You fill up my senses
Like a night in the forest
Like the mountains in springtime
Like a walk in the rain
Like a storm in the desert
Like a sleepy blue ocean
You fill up my senses
Come fill me again
Come let me love you
Let me give my life to you
Let me drown in your laughter
Let me die in your arms
Let me lay down beside you
Let me always be with you
Come let me love you
Come love me again
Let me give my life to you
Come let me love you
Come love me again
You fill up my senses
Like a night in the forest
Like the mountains in springtime
Like a walk in the rain
Like a storm in the desert
Like a sleepy blue ocean
You fill up my senses
Come fill me again

by John Denver

Saturday, April 22, 2006

City of Dreams

What do I have to offer?

http://www.nytimes.com/specials/chinarises/intro/index.html

What are people's dreams?

Sex and the City

Why does a person still sleep with someone she knows she can't marry? Is it an addiction too hard to shake? Is it a hope that the person will magically become marriageable material? Is it an inability to be alone for a day? Maybe addiction causes denial of character flaws and blindness to bad treatment.

Of all the choices. Seeing this, rather than be with someone non-marriageable, I'd rather, in descending order:

Be with someone marriageable who loves me.
Not be with someone marriageable who loves me.
Not be with someone non-marriageable who does not love me.

Or, just be. Single. No ranking in the descending order of being.

It's better to not be able to be with someone you love, than to be with someone who sucks. Maybe it's just the sight of middle-aged little boys that annoys me.

Note that to be "non-marriageable", a person must have major character flaws, causing anyone who cares about the person involved to be unable to allow the person to marry him or her.

Monday, April 17, 2006

Easter

For how long do people pass in and out of your life. The newspaper just reminded me that yesterday was Easter Sunday. It's been ten years since freshman year when our frosh dormmate passed away on Easter Sunday. This always makes me think of the passage of time.

How many people from college days are still in my life today? How many people from today will still be in my life at some point later?

Saturday, April 15, 2006

Blues

I just watched the first six episodes of Sex in the City.

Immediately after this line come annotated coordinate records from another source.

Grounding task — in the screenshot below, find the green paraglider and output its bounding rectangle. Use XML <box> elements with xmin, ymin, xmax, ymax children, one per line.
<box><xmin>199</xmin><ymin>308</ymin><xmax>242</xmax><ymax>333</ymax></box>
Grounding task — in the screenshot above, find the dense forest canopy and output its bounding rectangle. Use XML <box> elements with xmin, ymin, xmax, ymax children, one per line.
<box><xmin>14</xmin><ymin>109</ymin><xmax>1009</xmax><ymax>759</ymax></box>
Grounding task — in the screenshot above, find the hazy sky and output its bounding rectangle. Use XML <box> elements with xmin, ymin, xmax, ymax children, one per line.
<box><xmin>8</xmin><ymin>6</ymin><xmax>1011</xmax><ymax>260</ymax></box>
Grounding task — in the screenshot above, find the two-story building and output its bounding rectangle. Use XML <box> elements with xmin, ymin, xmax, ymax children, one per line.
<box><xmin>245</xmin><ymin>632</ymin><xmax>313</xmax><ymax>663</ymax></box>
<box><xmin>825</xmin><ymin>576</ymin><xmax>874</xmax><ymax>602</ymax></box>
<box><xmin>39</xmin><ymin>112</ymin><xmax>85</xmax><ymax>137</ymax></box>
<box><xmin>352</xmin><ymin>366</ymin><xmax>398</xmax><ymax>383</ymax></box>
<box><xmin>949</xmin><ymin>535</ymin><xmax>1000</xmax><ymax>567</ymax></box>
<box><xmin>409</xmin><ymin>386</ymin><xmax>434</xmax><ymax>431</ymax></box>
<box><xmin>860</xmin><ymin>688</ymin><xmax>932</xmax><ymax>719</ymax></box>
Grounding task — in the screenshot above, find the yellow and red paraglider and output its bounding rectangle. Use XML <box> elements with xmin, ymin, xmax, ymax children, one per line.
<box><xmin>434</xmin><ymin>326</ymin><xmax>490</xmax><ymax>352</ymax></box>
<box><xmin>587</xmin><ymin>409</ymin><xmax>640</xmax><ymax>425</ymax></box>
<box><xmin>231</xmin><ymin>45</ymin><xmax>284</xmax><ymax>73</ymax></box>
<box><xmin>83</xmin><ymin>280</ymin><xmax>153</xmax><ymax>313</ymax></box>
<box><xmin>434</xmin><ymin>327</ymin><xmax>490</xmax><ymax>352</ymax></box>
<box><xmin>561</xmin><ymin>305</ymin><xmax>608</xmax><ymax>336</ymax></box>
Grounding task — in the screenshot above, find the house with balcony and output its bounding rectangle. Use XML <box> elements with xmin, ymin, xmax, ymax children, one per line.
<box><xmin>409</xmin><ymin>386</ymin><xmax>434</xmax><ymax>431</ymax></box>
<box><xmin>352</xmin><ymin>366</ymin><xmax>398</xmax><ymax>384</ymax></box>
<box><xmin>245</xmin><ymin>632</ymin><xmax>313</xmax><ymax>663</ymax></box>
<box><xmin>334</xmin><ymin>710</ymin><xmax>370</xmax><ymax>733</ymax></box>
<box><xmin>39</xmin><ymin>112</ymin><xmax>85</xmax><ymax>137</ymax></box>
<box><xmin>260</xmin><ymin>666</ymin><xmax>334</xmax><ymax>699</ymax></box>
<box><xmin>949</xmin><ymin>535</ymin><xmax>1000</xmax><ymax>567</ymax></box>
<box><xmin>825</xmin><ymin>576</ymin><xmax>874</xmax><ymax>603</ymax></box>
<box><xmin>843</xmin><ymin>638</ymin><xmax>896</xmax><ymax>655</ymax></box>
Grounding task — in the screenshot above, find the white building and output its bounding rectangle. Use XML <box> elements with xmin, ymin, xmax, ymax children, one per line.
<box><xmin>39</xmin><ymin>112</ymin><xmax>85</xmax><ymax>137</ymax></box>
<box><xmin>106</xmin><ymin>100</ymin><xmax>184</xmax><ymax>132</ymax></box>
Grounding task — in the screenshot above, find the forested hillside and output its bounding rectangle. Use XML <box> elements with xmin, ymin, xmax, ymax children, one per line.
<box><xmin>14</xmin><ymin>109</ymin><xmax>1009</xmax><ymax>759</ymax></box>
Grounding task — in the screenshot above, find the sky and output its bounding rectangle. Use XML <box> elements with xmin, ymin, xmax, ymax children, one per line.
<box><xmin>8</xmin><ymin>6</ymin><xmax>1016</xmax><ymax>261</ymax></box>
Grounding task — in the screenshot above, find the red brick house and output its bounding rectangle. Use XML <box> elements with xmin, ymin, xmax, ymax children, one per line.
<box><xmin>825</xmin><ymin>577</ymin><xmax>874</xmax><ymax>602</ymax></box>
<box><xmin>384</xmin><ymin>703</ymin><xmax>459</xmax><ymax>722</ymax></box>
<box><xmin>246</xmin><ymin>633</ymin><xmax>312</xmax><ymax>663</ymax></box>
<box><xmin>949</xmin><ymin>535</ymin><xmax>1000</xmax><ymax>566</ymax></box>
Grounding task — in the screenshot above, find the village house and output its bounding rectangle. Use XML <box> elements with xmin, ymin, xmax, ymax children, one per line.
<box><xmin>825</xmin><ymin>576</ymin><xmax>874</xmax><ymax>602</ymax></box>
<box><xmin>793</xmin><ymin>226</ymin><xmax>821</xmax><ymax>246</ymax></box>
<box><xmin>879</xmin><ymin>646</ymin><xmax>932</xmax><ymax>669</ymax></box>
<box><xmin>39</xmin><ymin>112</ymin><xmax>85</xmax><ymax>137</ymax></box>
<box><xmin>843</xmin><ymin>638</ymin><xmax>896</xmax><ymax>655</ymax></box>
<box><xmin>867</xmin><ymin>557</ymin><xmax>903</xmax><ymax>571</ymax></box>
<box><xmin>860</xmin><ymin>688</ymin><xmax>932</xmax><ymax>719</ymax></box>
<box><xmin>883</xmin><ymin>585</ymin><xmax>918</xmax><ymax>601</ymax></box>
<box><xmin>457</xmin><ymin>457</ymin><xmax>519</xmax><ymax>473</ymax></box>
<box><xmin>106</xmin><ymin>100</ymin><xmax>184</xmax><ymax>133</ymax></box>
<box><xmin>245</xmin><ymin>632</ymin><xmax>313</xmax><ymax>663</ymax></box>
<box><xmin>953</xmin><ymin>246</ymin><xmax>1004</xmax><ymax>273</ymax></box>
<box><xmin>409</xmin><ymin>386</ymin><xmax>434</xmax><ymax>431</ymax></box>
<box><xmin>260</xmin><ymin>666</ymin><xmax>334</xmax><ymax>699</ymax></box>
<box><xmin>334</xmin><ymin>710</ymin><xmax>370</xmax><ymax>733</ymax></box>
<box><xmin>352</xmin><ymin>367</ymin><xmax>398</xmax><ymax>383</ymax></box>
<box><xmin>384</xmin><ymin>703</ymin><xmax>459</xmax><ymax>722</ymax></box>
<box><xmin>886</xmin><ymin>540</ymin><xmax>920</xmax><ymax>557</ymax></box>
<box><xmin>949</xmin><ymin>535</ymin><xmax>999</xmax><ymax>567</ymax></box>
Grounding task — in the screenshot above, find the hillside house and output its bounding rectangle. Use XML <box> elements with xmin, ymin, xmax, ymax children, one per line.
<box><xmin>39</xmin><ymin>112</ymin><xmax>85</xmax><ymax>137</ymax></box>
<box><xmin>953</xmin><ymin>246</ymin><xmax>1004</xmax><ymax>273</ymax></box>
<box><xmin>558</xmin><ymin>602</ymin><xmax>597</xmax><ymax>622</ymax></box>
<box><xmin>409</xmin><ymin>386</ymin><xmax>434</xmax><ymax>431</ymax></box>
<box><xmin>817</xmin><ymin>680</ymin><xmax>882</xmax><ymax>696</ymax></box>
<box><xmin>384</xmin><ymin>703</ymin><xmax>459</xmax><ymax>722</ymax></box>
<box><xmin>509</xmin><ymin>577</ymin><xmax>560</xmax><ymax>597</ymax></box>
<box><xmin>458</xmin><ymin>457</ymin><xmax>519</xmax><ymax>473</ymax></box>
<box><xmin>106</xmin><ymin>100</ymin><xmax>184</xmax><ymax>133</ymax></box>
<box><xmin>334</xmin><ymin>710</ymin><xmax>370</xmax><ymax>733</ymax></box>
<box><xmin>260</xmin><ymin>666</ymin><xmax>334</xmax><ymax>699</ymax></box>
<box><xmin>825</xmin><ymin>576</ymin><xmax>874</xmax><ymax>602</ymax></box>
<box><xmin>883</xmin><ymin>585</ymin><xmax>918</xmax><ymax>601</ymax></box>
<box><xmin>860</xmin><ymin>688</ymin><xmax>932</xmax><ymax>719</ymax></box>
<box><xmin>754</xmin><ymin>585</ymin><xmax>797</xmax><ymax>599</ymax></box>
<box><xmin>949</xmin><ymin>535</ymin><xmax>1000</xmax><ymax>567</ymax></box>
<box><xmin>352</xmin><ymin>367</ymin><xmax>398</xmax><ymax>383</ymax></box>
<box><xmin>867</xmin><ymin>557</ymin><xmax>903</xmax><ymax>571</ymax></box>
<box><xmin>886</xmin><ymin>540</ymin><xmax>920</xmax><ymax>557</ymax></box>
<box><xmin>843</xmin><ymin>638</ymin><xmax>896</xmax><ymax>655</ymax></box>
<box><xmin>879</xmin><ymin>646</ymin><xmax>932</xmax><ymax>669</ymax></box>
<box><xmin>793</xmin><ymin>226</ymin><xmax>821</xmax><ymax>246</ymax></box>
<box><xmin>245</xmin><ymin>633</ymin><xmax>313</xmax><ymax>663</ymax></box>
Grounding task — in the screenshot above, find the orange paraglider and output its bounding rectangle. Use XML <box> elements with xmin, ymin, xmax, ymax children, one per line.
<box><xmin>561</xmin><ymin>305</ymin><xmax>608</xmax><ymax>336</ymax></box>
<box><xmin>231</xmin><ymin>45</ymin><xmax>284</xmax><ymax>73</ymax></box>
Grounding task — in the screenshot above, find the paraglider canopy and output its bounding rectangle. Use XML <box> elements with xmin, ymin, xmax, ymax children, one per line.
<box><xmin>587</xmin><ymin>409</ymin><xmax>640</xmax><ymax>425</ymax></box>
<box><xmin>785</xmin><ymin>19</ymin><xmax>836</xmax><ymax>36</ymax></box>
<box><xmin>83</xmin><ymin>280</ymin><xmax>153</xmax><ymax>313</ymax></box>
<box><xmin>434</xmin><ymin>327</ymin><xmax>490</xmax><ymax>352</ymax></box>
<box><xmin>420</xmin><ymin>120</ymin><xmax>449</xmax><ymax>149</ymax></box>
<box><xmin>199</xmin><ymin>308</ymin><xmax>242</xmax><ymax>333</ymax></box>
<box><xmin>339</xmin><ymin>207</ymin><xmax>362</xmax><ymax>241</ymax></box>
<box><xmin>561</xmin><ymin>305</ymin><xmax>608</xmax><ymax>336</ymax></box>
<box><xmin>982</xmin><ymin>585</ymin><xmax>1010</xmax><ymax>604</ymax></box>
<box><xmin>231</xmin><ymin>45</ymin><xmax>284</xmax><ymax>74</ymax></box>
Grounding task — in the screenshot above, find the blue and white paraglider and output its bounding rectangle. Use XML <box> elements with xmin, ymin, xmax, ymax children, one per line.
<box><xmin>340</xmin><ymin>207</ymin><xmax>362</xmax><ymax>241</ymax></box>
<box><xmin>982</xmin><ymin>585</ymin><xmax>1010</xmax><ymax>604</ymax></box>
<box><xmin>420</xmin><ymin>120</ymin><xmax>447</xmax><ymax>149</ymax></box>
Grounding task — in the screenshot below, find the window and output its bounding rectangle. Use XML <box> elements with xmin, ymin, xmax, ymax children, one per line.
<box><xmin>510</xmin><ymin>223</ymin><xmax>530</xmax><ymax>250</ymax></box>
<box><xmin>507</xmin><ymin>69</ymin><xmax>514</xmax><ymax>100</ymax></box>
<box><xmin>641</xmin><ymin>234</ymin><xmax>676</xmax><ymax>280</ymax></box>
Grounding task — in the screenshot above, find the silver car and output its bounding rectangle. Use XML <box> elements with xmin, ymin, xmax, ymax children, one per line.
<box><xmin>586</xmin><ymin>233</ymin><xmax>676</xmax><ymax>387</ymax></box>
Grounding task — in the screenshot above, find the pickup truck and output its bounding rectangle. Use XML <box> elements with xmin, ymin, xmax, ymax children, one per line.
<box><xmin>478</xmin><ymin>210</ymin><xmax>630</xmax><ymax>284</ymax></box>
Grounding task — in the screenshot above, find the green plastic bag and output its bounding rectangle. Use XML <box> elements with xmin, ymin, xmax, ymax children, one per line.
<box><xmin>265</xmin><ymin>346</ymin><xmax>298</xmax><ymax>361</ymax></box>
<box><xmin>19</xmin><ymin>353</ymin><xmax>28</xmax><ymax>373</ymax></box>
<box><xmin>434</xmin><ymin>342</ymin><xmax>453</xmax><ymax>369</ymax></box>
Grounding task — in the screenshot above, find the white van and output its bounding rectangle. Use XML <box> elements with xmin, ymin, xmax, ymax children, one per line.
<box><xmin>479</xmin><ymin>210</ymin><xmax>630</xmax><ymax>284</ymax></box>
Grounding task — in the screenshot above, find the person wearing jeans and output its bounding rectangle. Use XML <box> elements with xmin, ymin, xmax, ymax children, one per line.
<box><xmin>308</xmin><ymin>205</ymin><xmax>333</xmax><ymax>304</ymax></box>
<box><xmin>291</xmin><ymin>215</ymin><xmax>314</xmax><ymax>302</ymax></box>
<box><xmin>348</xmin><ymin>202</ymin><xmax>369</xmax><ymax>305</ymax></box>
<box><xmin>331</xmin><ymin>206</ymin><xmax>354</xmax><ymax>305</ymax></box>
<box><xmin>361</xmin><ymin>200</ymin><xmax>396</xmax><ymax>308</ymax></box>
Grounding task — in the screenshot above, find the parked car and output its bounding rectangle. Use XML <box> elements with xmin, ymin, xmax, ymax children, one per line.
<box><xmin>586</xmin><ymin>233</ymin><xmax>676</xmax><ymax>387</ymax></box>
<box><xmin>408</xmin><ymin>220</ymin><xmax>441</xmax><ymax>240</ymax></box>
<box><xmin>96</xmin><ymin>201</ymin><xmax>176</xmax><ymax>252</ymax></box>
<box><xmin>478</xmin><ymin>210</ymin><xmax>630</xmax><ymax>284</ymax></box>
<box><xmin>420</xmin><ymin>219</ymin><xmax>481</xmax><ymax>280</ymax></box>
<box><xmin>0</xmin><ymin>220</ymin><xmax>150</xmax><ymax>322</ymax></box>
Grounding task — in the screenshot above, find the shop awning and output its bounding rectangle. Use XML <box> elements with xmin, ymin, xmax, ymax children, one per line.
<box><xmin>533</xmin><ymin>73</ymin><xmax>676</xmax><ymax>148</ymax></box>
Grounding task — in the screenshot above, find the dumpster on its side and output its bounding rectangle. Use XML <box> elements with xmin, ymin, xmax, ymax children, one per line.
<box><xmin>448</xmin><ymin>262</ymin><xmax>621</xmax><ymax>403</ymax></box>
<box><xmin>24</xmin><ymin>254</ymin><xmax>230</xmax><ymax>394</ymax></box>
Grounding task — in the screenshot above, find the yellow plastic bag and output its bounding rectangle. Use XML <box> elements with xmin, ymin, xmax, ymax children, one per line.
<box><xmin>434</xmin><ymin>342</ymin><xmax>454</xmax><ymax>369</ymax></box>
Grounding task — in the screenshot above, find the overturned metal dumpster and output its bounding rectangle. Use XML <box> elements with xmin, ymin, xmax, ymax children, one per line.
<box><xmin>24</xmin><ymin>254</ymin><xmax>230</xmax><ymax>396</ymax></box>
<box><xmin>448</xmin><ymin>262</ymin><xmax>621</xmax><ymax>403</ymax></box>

A man's intelligence really is inversely proportional to the size of his hands. Granted there's some genetics involved, I don't think it's actually because of the amount of manual labor one does, but of how one does it. Ie. intelligently or in a brute way that makes one's hands humongous.

I went blues dancing last Friday. The afterthought was disappointing. The more I thought about it the less it seemed to be blues dancing. It was entirely different from the real blues lesson I had down in Sunnyvale. The clincher that "blues dancing is anything you want it to be" by the love-fest woman. Is that what she says of tango too? If anything were anything one wanted it to be, why would it even have a name, specifically... blues? Do you really experience freedom?

Not all people need to dance ultra close to complete strangers and dance blues "because they want to be close to someone." Do you really experience closeness? Frankly, that's sad. It's fake. And that's it, it felt like an evening of fake blues. Dance close to someone you know and love. Or dance to make a beautiful dance.